Even after all these years working on user-centric identity, privacy-protecting technologies, open source, code in the hands of the user instead of the overlord … I’m still struggling with articulating the value succinctly.
Case in point. I’m going through the strategic marketing exercise of describing for whom these kinds of products/technologies/services are, and what unmet needs they enable to be met.
By analogy:
- The Oracle database is for enterprises who need to manage large amounts of structured data used by many applications.
- A cell phone is for individuals who need to be reachable quickly and do not stay in the same place most of the time.
- A microwave oven (and associated microwave dinners) are for individuals or parents who do not have the time to cook from scratch every night.
- LinkedIn is for professionals who need to find a new job, stay in contact with professional acquaintances not working in the same company, or wish to further their professional brand.
And so forth and so forth. That’s easy for traditional products or established technologies.
In the user-centric world, a couple are easy as well, like:
- WordPress is for small and medium-sized businesses who need a custom-branded web presence without a big budget.
- Bitcoin is for individuals and small businesses who need to easily move money to/from other individuals or small businesses across national boundaries.
(There may be more user categories and more needs, I’m just using these ones as examples for compelling user / need / uniqueness combinations that work.)
But what about those:
- OpenBazaar is for … what? whom? who need …? (I’m reading through their website, and the best I can find is “for anybody who wants to sell without fees or restrictions” (whatever those are). The best I could put it myself is “an experiment in decentralized governance for commerce, in the hope it will enable new kinds of commercial interactions between new kinds of parties that aren’t possible in the traditional model; once we have those, we will know for whom we created it and why they need it.” Too harsh? Can you do better?
- Known is for individual publishers with a personal brand who need to reach an audience that is distributed over several social media silos. (This is rephrased what they say on their front page; I note that there’s nothing particularly decentralized or user-centric in this statement)
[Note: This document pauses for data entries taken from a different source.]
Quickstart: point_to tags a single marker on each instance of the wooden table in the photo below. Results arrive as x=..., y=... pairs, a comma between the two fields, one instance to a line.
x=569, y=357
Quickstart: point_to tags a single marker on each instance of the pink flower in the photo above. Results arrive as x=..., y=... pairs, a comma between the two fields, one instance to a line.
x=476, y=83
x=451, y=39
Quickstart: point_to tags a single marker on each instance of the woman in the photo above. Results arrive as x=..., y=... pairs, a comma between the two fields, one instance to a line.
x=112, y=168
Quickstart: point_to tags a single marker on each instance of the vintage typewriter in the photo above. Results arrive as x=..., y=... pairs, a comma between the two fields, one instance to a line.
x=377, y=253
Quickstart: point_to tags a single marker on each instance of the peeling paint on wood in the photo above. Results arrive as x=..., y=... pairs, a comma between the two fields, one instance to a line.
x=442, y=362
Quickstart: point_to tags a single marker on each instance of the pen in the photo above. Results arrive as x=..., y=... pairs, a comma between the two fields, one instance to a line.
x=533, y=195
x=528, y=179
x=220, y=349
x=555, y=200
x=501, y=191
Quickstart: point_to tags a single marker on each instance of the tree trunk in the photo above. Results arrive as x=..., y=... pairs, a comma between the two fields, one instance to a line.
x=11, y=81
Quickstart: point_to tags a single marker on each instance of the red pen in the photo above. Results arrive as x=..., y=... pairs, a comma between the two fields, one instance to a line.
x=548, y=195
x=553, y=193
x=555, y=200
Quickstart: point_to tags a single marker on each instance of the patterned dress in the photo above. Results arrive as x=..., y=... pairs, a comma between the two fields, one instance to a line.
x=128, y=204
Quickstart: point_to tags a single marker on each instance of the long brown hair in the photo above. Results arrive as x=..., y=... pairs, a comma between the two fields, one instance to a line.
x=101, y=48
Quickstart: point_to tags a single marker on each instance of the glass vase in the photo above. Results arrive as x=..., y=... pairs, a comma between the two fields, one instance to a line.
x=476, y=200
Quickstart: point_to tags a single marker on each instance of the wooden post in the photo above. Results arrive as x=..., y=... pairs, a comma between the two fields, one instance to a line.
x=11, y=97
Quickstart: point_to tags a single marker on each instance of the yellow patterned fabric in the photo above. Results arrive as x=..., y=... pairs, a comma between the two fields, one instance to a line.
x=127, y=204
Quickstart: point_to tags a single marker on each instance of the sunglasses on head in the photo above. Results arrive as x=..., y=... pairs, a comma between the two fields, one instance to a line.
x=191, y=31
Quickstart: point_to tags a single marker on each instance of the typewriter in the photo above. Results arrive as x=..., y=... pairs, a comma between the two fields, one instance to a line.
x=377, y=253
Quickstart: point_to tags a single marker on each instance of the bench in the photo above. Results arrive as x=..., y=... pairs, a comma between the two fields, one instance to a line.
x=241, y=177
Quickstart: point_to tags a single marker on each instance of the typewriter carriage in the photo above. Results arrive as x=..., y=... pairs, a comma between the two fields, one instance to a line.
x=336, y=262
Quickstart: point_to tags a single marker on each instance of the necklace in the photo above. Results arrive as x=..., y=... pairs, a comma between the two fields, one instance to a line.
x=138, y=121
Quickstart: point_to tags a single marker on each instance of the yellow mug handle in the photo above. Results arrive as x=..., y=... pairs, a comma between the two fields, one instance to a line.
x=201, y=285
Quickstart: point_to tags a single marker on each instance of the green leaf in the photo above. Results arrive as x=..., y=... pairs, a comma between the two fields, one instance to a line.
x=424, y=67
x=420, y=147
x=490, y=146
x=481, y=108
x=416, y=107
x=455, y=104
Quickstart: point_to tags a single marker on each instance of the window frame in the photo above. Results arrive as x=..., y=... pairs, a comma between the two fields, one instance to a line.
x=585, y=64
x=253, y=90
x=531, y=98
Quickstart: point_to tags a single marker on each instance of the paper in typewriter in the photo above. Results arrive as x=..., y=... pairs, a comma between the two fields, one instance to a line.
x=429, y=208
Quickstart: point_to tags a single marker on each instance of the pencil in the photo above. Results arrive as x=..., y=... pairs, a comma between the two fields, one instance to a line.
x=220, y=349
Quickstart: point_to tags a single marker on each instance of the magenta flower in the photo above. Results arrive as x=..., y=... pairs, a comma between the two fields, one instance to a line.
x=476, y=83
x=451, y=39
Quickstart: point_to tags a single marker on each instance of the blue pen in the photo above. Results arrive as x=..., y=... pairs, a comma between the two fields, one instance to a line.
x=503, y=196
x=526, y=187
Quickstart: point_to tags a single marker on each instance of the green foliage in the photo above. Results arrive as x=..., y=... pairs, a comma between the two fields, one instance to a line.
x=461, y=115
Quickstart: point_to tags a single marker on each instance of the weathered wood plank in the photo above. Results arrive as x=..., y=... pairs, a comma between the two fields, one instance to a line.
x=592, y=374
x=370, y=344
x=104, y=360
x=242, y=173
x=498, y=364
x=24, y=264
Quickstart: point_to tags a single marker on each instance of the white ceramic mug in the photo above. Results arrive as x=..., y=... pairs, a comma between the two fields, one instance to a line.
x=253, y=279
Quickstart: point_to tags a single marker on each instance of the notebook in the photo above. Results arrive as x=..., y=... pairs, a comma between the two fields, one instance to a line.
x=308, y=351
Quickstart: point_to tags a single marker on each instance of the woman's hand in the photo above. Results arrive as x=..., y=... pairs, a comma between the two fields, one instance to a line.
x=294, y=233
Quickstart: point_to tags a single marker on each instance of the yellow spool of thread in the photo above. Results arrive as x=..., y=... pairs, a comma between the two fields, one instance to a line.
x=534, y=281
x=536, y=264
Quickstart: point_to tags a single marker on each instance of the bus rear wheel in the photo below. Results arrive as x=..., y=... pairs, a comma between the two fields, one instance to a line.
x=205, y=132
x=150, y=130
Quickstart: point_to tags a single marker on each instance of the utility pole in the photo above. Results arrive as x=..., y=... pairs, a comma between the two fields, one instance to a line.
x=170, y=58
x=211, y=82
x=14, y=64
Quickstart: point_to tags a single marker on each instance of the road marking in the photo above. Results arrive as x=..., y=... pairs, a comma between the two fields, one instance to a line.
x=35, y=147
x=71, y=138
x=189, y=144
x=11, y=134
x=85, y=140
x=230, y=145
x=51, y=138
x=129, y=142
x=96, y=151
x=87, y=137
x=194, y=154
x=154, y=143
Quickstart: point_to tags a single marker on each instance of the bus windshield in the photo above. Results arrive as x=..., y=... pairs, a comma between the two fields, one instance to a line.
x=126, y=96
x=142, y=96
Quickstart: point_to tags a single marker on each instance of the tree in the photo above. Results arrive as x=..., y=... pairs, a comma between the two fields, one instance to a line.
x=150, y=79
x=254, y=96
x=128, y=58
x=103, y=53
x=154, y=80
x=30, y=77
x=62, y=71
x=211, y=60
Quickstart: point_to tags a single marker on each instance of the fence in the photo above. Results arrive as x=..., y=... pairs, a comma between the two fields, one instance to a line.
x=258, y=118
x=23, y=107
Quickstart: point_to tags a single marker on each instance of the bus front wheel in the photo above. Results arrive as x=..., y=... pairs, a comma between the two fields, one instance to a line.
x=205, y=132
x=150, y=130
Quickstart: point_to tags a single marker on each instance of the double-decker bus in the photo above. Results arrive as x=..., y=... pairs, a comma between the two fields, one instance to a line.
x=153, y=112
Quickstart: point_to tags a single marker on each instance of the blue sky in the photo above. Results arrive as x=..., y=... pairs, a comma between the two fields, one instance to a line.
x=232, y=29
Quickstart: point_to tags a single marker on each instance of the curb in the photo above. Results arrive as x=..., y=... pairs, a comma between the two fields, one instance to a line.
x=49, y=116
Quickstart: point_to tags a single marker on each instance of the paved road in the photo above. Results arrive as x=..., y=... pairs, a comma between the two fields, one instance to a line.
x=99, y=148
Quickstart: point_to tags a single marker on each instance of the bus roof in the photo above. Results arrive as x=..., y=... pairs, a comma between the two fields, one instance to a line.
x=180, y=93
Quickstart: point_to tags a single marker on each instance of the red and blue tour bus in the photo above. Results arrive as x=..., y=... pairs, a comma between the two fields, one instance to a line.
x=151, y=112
- Diaspora* (and decentralized social media software similar to it) is for communities who need to communicate in a group but … what?
- Mattermost is for work groups who need to communicate in the group and do not want to … what? Pay Slack when their bill is due? What else?
- ownCloud / Nextcloud is for companies, communities and individuals who need to exchange and reliably store files and cannot … what?
How much of the “what” here is privacy? Clearly, decentralized tech is much better at privacy, but if privacy is 80% of the need, we are in trouble because nobody spends any significant amounts of money on privacy (unless they *really* have something to hide). (I’m not counting those businesses who have legal requirements to store data in particular ways)
There are some other benefits:
- The ability to avoid “site death” and the corresponding loss of accumulated historical data. But this is the avoidance of possible, uncertain pain. Hard to sell unless you are in the insurance business. None of the examples above “sell” this on their front page.
- The ability to hack the product: fork the code, add new features, integrate in unusual ways etc. Practically, however, very few people have the ability to hack products, and of those who do, almost nobody has the time. And never mind maintenance after the initial hack.
- The ability to keep the vendor “honest”, which may just be a combination of avoiding site death (perhaps by a thousand feature changes) and the ability to fork.
- Lower cost. If it’s open-source, I don’t need to pay anybody. That of course is bad for sustainability of those products, and their ability to compete with the overlords’.
- Potentially getting support from a variety of vendors. There’s an advantage to be able to take a car to any car repair place, not just licensed ones. This might translate into better, more varied service at lower costs. But is that real, or just hoped-for?
Personally, as a user of user-centric technology, I gravitate towards threse three:
- I can be (more) confident that my data is around in the long term, and that I will still be able to use it. However, I have a hard time quantifying just how valuable that is to me.
- No one vendor can put their foot down and prevent me from what I want to do, whether that is adding new features, buying from another vendor or take over support etc.
- It enables entrepreneurs to build new businesses on top. However, if those are proprietary, we sort of shoot ourselves in the foot by counting this as an advantage.
But then, how many people/projects in this space highlight those same benefits? From experience, I would say very few. Why is that? Am I an outlier?